On the other hand, the Tribunal found that on the evidence, the Bank had done everything the relevant guidelines had required it to do, including checking the movements of the relevant vessels with the International Maritime Bureau and other relevant checks. The Credit Insurer's allegation that the Bank had not acted with the same diligence and prudence had it not been insured was therefore rejected. 

As for the remaining issues raised by the Credit Insurer relating to the interpretation of specific clauses in the Policy, the Arbitral Tribunal rejected the Credit Insurer's interpretation of those clauses. The Arbitral Tribunal held that the Credit Insurer could not rely on those specific clauses to deny the Bank's claim on the Policy either.

Decision

This case serves as a welcome clarification that where the insured is able to show a prima facie case that the claim falls within the scope of the Policy, the burden of proof falls squarely on the insurer to prove any reason as to why the insured's claim should not be accepted. The insurer may not reverse the burden of proof and require the insured to go one step further to disprove any suspicions the insurer may have about the claim, such as in the present case where the insurer sought to disclaim liability under the Policy on the basis of, inter alia, its suspicion that the underlying trades were not genuine.

The Tribunal's analysis of the Disputed Debts Issue is also a useful illustration of how the same issue may be dealt with by the Singapore Court. It is a common term of credit insurance policies that debts which are disputed by the debtor fall outside the scope of the policy cover – this case affirms the approach of the Canadian Courts in holding that an insurer may not rely on any "dispute", however fanciful, frivolous or unmeritorious it may be, to claim that the debt was a "disputed debt" and therefore outside the scope of cover of the Policy.

Financial institutions should also take note that where due diligence is concerned, it is also a common term in credit insurance policies that the insured should act with the same level of diligence as it would be reasonably expected to exercise were the debts not insured. Financial institutions should therefore continue to conduct the necessary checks and KYC procedures on their customers even where the bank's exposure is covered by insurance. In this regard, it may be useful for financial institutions to refer to both local and international guidelines to ensure that the relevant checks and processes are carried out – in the case of receivables financing, the MAS Guidelines 2015 and the Trade Finance Principles 2019 are relevant. 

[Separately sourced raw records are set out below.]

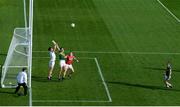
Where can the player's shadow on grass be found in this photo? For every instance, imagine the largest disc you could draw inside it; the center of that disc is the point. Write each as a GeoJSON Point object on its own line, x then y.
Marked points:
{"type": "Point", "coordinates": [159, 69]}
{"type": "Point", "coordinates": [4, 92]}
{"type": "Point", "coordinates": [1, 54]}
{"type": "Point", "coordinates": [142, 86]}
{"type": "Point", "coordinates": [43, 79]}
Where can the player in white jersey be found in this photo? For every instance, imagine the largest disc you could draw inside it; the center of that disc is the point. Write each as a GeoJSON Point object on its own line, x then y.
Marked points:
{"type": "Point", "coordinates": [52, 60]}
{"type": "Point", "coordinates": [167, 75]}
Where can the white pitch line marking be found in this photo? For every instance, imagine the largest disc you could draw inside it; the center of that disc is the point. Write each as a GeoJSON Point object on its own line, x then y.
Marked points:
{"type": "Point", "coordinates": [116, 52]}
{"type": "Point", "coordinates": [97, 101]}
{"type": "Point", "coordinates": [104, 83]}
{"type": "Point", "coordinates": [76, 101]}
{"type": "Point", "coordinates": [168, 11]}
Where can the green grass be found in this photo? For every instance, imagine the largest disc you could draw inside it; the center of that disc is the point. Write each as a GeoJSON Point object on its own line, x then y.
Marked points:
{"type": "Point", "coordinates": [101, 26]}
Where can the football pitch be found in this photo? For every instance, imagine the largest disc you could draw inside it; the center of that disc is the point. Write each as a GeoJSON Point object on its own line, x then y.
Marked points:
{"type": "Point", "coordinates": [122, 46]}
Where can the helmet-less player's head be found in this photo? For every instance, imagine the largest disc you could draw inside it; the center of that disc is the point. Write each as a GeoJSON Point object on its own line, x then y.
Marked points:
{"type": "Point", "coordinates": [71, 53]}
{"type": "Point", "coordinates": [50, 49]}
{"type": "Point", "coordinates": [24, 69]}
{"type": "Point", "coordinates": [61, 49]}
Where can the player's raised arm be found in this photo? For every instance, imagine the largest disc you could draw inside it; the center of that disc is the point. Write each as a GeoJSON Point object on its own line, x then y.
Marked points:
{"type": "Point", "coordinates": [56, 44]}
{"type": "Point", "coordinates": [76, 59]}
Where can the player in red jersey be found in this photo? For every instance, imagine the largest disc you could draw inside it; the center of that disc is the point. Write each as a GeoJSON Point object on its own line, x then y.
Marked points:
{"type": "Point", "coordinates": [69, 61]}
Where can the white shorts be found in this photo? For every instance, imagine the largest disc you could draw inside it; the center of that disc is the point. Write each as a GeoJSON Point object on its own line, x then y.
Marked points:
{"type": "Point", "coordinates": [69, 67]}
{"type": "Point", "coordinates": [51, 64]}
{"type": "Point", "coordinates": [62, 63]}
{"type": "Point", "coordinates": [166, 77]}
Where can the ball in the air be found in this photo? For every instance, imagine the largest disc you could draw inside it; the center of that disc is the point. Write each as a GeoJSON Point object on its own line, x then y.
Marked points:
{"type": "Point", "coordinates": [72, 24]}
{"type": "Point", "coordinates": [3, 86]}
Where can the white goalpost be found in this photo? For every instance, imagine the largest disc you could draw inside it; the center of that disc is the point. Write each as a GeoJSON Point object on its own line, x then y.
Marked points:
{"type": "Point", "coordinates": [19, 53]}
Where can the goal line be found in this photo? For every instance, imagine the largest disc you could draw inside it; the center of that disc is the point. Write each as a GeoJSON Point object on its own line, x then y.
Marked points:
{"type": "Point", "coordinates": [121, 52]}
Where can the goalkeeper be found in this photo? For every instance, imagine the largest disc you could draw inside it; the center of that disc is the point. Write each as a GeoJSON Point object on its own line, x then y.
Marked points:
{"type": "Point", "coordinates": [52, 59]}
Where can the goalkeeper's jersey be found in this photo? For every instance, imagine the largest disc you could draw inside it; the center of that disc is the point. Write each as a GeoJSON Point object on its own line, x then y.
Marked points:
{"type": "Point", "coordinates": [62, 56]}
{"type": "Point", "coordinates": [52, 56]}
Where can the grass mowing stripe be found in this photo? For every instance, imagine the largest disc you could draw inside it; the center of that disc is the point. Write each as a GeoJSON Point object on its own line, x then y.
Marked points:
{"type": "Point", "coordinates": [75, 101]}
{"type": "Point", "coordinates": [102, 77]}
{"type": "Point", "coordinates": [168, 11]}
{"type": "Point", "coordinates": [106, 52]}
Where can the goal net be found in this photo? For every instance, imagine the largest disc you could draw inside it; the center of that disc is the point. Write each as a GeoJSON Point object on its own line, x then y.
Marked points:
{"type": "Point", "coordinates": [17, 57]}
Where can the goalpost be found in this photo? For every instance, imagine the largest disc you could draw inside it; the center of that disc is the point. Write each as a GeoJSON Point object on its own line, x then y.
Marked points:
{"type": "Point", "coordinates": [20, 52]}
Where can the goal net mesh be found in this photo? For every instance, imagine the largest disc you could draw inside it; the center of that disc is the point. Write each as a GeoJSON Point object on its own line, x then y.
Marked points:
{"type": "Point", "coordinates": [16, 59]}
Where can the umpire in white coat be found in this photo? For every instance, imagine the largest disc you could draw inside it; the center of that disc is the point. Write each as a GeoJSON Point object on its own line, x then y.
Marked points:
{"type": "Point", "coordinates": [22, 81]}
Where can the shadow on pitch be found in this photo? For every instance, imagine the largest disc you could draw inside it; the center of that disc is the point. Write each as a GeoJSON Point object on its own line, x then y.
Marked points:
{"type": "Point", "coordinates": [1, 54]}
{"type": "Point", "coordinates": [159, 69]}
{"type": "Point", "coordinates": [4, 92]}
{"type": "Point", "coordinates": [43, 79]}
{"type": "Point", "coordinates": [143, 86]}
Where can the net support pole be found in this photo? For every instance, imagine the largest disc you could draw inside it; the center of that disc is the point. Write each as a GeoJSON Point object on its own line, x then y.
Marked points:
{"type": "Point", "coordinates": [30, 48]}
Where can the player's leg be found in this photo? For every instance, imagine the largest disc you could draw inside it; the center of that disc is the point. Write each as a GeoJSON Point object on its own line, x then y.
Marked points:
{"type": "Point", "coordinates": [62, 69]}
{"type": "Point", "coordinates": [71, 71]}
{"type": "Point", "coordinates": [17, 88]}
{"type": "Point", "coordinates": [51, 67]}
{"type": "Point", "coordinates": [25, 88]}
{"type": "Point", "coordinates": [66, 67]}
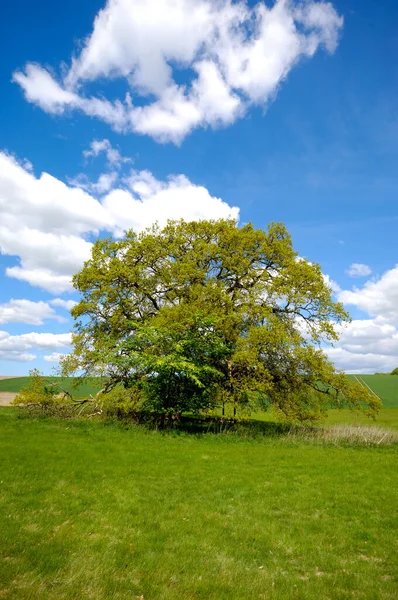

Finally, the outcome of this arbitration serves as a timely reminder to financial institutions and their insurers that where an insurer chooses to reject a claim on the policy, the insurer must have a clear and substantiated basis for rejecting the claim. Arbitration Tribunals and//or the Courts are not likely to allow an insurer to reject a claim on the basis of unsubstantiated and speculative reasons.   

Shook Lin & Bok LLP acted for the claimant Bank.